Francesca Giuliani (November 20, 2011)
The autor of the bestselling book Gomorrah speaks about Mafia and financial powers at Zuccotti Park

Roberto Saviano speaks to the few occupants left at Zuccotti Park, while the maintenance team of the park is wrapping Christmas lights around the trees. The atmosphere in the area is very different after last Tuesday’s eviction of the protesters: there are no tents in the square, but the police cars and the chain-link fences remain.  
“I’m with these guys, I’m a part of the 99% too,” says one of the park’s maintenance workers, who is plugging in a string of LED lights at the base of one tree. “Hopefully this brings a little Christmas spirit to them.”
 

When Saviano arrives, the Italian TV networks gather around the stone pedestal that he speaks from, one of the benches in the park where the Wall Street employees used to get lunch before the protesters arrived two months ago. Saviano’s speech brought many Italians to the park, residents and tourists alike. They are all squished like sardines in a can.

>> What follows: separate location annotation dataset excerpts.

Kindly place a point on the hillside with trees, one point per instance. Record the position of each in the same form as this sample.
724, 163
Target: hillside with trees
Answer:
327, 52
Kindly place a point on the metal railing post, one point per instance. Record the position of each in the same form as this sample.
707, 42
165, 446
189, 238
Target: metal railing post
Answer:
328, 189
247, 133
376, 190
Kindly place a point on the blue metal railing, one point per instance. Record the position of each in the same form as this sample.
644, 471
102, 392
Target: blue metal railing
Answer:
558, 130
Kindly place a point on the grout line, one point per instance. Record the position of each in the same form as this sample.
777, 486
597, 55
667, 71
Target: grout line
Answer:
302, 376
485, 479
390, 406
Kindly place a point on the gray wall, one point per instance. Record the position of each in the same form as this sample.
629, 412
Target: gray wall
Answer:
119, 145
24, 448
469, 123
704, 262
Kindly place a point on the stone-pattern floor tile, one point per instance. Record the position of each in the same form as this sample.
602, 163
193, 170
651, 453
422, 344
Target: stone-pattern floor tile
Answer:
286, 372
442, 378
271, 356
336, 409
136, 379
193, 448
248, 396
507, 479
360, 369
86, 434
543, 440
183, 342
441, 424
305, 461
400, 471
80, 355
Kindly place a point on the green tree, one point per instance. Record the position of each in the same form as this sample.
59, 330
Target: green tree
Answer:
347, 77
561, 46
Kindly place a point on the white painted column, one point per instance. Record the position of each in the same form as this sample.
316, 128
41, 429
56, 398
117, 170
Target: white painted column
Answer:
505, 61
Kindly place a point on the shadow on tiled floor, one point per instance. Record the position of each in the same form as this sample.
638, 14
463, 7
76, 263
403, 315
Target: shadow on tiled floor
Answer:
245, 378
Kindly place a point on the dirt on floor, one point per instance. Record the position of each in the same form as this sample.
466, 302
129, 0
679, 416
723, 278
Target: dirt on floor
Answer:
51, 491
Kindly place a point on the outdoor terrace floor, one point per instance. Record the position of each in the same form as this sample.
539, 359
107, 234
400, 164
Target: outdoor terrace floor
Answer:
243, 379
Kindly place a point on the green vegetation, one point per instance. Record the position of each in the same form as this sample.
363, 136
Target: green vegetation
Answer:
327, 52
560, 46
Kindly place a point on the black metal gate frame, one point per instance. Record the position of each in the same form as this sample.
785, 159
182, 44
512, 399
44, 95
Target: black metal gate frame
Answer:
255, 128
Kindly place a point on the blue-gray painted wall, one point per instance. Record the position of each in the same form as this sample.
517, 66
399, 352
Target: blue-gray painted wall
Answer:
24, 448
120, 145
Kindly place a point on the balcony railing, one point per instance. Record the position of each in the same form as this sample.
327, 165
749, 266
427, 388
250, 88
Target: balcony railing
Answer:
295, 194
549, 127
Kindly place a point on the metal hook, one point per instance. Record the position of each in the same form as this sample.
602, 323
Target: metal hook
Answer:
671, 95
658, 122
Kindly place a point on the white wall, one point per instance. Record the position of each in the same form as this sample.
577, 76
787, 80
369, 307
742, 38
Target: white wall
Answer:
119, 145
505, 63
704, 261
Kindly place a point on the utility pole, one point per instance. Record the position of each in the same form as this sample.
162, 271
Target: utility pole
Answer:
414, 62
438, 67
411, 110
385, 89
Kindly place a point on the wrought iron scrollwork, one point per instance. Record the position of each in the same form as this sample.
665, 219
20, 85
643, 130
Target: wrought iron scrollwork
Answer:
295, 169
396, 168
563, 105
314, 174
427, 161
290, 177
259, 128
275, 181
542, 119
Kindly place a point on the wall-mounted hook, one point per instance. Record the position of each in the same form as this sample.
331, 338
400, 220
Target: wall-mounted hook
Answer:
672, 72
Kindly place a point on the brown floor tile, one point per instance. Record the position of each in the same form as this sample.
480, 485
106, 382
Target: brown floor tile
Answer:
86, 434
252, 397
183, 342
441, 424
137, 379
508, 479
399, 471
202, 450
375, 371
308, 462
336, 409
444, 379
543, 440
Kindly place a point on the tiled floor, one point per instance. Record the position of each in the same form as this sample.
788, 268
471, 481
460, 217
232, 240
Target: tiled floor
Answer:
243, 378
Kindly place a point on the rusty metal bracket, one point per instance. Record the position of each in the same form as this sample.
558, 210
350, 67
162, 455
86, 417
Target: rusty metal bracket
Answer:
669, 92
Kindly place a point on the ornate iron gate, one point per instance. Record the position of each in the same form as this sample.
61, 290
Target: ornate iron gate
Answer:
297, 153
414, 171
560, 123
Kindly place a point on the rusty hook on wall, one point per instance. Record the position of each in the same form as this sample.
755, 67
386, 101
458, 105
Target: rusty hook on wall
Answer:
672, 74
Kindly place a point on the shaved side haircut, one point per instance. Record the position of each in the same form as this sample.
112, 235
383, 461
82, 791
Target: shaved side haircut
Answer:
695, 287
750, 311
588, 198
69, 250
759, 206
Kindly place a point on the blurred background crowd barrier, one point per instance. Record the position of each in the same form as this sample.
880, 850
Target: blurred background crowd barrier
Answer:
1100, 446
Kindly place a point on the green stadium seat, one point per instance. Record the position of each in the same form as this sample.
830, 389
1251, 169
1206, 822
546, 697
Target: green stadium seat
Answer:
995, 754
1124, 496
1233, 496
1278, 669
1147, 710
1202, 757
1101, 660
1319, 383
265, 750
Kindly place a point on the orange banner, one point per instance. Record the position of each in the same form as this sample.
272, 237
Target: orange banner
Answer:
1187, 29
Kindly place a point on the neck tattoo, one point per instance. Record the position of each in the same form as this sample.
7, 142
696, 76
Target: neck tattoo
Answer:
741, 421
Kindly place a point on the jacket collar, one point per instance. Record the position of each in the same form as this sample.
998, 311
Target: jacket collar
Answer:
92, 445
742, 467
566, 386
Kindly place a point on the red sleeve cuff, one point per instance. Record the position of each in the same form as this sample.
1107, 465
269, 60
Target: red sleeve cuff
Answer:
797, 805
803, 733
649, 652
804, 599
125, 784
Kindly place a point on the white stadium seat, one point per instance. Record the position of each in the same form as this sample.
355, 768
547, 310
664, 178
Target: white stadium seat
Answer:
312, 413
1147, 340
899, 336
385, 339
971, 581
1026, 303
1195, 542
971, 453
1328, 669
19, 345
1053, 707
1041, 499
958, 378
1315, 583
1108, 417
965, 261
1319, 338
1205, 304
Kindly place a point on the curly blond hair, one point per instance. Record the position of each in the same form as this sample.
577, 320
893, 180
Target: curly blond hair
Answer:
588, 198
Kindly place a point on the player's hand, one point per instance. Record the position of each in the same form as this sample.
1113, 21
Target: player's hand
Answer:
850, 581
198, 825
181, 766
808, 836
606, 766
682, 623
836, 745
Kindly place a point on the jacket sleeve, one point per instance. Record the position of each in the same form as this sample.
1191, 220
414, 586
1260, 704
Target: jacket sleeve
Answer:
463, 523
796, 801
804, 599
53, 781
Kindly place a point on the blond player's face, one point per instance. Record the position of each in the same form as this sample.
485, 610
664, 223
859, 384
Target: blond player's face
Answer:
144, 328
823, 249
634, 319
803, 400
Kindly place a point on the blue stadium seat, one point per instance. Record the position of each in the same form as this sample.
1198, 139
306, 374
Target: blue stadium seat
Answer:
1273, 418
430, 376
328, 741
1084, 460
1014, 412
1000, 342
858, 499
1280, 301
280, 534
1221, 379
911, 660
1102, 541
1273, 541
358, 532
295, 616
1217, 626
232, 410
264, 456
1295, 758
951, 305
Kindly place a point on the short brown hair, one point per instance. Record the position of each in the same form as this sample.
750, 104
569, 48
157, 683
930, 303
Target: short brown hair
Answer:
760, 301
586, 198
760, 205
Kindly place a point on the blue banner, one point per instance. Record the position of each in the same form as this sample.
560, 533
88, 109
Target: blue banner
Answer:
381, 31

The “mic check” system is called, and Saviano is introduced to the American crowd o f students and tenacious occupants of the park, resisting the wind and the cold of New York City’s November. Not many of them know him, but they are interested in his words and they repeat them out loud so that everybody can hear them, sometimes correcting his pronunciation.
 

Saviano reads from a printed paper sheet. “I came here in an attempt to feel less lonely, and to remind you all that your protest is not undermining the law, but rather it is to defend it,” he declares while saluting the crowd.
 

Author of “Gomorrah”, bestseller nonfiction exposé on the Neapolitan mafia (as known as “camorra”), Saviano discusses in short and clear sentences about how the criminal economy is flourishing on the ashes of the legal one, and how the mafias are infiltrating in the global financial systems and benefiting from their collapse: “The GDP of the world’s criminal organizations has reached one trillion dollars. The world’s mafias are actually making money, because they have huge amounts of capital to invest and launder.”
 

Mafias, as Saviano says, “are not only gangsters and killers”, they are businesses. Through narcotrafficking, racketeering, counterfeiting and irresponsible lending, mafias, in fact, generate a cash-flow that they then reinvest in the legal economy. If narcotrafficking were eliminated, Saviano tells the audience in Zuccotti Park, “the American economy will experience a 20% loss.”
 

“Will your fellow citizens realize this only when Russian cartels succeed in buying half of Manhattan through their ties with American companies?,” he asks.
 

To the occupiers, Saviano says that they are “the building blocks of a new humanism”, ensuring that organized crime doesn’t take over the legal economy by “asking for new rules.”
 

The Italian writer mentions his early life in Naples, where people were dreaming about the American dream, and speaks about the Italian perspective on America, seen as “a land where talent and hard work were enough for finding one’s place in the world, without the help of politicians, family members or anyone else.”
 

“In your protest, look at Italy,” Saviano says, “because what is happening there also has to do with you.” The Italian crisis, he argues, was caused by “not having rewarded merit, invested in talent” and Italy now “seems to be a country where self-realization is impossible and emigration is the only possibility.”
 

“When looking at Italy you might be looking at your future,” Saviano warns the American audience.
 

While inciting the American government to do more to protect its citizens, Saviano argues that Republicans and the Tea Party, with their insisting on the abolition of rules, “are pushing the American economy towards disaster.”
 

However, Saviano sees an “unexpected beauty” in this moment of crisis: as the certainties of the past are no longer there, “the time has finally come to choose what you really want to do, devoting yourself to it.”
 

In fact, he concludes: “There is no such thing as a better world, but there is the possibility to make this world better. At one condition: that you truly want it.”